Dança diplomática

- O camarada Mao Zedong virá a Moscou para assinar um tratado de cooperação com o camarada Stalin - informou preliminarmente Valya Nikolayevich para sua equipe de criação do Teatro Bolshoi. Recebeu de volta olhares perplexos, e a cenógrafa Yulia Tikhonovna, que não tinha papas na língua, comentou:

- O camarada Stalin está pensando em nos colocar no comitê de recepção aos chineses, Valentin Nikolayevich?

- Quase isso - retrucou o diretor sem perder a fleuma. - Consta que o camarada Mao Zedong jamais assistiu uma ópera, e nos foi solicitado que apresentássemos um espetáculo capaz de refletir o momento auspicioso pelo qual passam as relações sino-soviéticas.

- Espero que não estejam pensando em montar "Papoula Vermelha" - disse uma voz ao fundo da sala de reuniões. Os presentes viraram-se para lá, onde estava sentado o pequenino coreógrafo Zhenya Artemovich, braços cruzados.

- A ideia é exatamente esta, Yevgeniy Artemovich - revelou Valya Nikolayevich, um tanto surpreso com a observação.

- Sem algumas alterações drásticas na estrutura da peça, creio que o efeito será o oposto do planejado, Valentin Nikolayevich - reiterou Zhenya Artemovich.

- Poderia nos explicar quais alterações considera que deveriam ser feitas? - Indagou polidamente o diretor.

- Eu começaria alterando o nome da ópera. "Papoula Vermelha" remete a ópio, e ópio para um chinês lembra as derrotas humilhantes para os ingleses no século XIX, e a imposição do tráfico da droga em seu território.

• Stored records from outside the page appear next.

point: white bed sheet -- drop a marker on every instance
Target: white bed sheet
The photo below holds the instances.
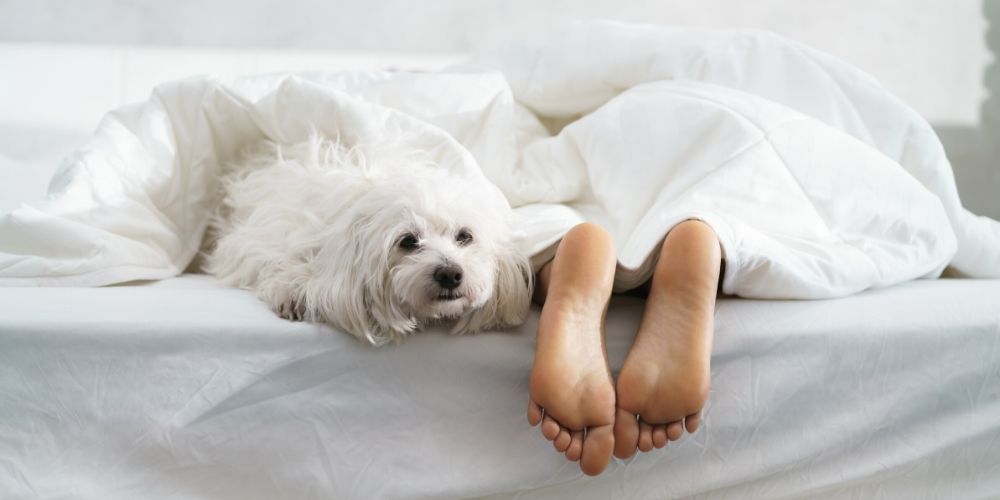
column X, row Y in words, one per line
column 187, row 389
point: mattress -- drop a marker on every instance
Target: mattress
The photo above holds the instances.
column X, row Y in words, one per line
column 185, row 388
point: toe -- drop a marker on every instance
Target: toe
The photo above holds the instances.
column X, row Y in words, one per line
column 550, row 428
column 575, row 449
column 562, row 440
column 693, row 421
column 675, row 430
column 645, row 436
column 598, row 444
column 626, row 434
column 534, row 413
column 659, row 436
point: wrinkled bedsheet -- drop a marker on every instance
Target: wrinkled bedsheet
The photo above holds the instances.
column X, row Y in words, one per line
column 186, row 388
column 816, row 180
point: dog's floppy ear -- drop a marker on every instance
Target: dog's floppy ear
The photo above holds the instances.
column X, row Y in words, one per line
column 511, row 299
column 350, row 288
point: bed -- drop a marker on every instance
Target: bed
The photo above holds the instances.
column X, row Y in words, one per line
column 185, row 388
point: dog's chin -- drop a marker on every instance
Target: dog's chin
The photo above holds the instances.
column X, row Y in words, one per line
column 447, row 305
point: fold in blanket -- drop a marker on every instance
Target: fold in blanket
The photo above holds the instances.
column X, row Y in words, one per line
column 818, row 182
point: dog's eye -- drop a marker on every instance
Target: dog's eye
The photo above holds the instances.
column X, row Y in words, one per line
column 409, row 242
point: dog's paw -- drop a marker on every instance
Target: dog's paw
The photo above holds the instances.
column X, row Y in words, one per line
column 291, row 310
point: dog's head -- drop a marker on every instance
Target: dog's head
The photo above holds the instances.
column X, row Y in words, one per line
column 420, row 247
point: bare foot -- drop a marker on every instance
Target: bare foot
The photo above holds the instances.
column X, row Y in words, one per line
column 664, row 382
column 572, row 394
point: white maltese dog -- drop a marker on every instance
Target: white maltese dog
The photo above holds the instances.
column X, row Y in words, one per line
column 373, row 240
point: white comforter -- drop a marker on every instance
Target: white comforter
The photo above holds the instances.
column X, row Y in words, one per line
column 817, row 181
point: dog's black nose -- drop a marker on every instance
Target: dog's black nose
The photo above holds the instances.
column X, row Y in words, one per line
column 449, row 276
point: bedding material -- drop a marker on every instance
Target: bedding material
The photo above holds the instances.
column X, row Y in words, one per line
column 816, row 180
column 185, row 388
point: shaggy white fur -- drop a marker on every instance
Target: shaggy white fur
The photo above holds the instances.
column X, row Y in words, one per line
column 372, row 239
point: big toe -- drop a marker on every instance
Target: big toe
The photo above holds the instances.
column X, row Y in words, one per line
column 626, row 434
column 597, row 447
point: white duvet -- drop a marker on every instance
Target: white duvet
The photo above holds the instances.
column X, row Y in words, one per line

- Ponto interessante, devo admitir - assentiu Valya Nikolayevich, mão no queixo. - E o que mais?

- Pela mesma razão, eu eliminaria a sequência no segundo ato em que a protagonista fuma ópio e tem alucinações. Ou então, mantemos a sequência, mas lhe damos alguma outra explicação que não envolva consumo de drogas.

- Eu nem me lembrava mais desse detalhe - reconheceu Yulia Tikhonovna. - "Papoula Vermelha" saiu de moda faz uns bons 10 anos...

- Em vez de alucinações induzidas por drogas, apenas uma sequência de sonho? - Sugeriu o diretor.

- Ou pesadelo, o que for mais adequado - retrucou Zhenya Artemovich. - Outro ponto: o foco deve se deslocar dos marinheiros soviéticos que chegam ao porto chinês, para os próprios chineses. De outra forma, a delegação do camarada Mao Zedong pode entender que a União Soviética pretende liderar a China no caminho do socialismo.

Todos olharam para o coreógrafo para ver se se tratava de um comentário jocoso, mas ele continuava sério.

- Bem... mas a peça foi criada justamente para mostrar os nossos rapazes na liderança do comunismo internacional - ponderou o diretor. - Eles levam os nossos princípios ideológicos para a China, e ali desencadeiam a revolução.

- O libreto foi escrito em 1927, Valentin Nikolayevich - atalhou o coreógrafo. - A China ainda não havia se tornado comunista... isso só ocorreu ano passado, como sabemos. E não fomos nós quem lideramos a revolução lá, foram os próprios chineses. Protagonismo, pessoal, é disso que estou falando.

Silêncio na sala de reuniões. Finalmente, Yulia Tikhonovna ergueu sua voz.

- Falar nisso, a protagonista é apresentada como uma dançarina... alguém sabe se isso é, de alguma forma, considerado ofensivo pelos chineses?

- Você levantou uma questão importante, Yuliya Tikhonovna - aprovou o coreógrafo. - Realmente, quem escreveu esse libreto nada entendia de cultura chinesa. O modelo para a heroína Tao-Hua deve ser o da Hong Niang da ópera Yue tradicional... uma jovem alegre, cheia de energia... mas inocente.

- São muitas alterações para fazer num espaço curto de tempo... como poderemos ter certeza de que estamos indo pelo caminho certo? - Questionou o diretor.

- Há alguém aqui em Moscou que pode nos dar um retorno sobre este aspecto... - observou Yulia Tikhonovna. - A mulher do embaixador chinês; ela é uma grande apreciadora de ópera.

- Podíamos fazer um ensaio geral e convidá-la para assistir - avaliou o diretor. E apontando para Zhenya Artemovich:

- Quero ver um esboço das coreografias modificadas amanhã, na minha mesa.

O coreógrafo apenas sorriu, antes de responder:

- E se eu lhe dissesse que já as tenho prontas?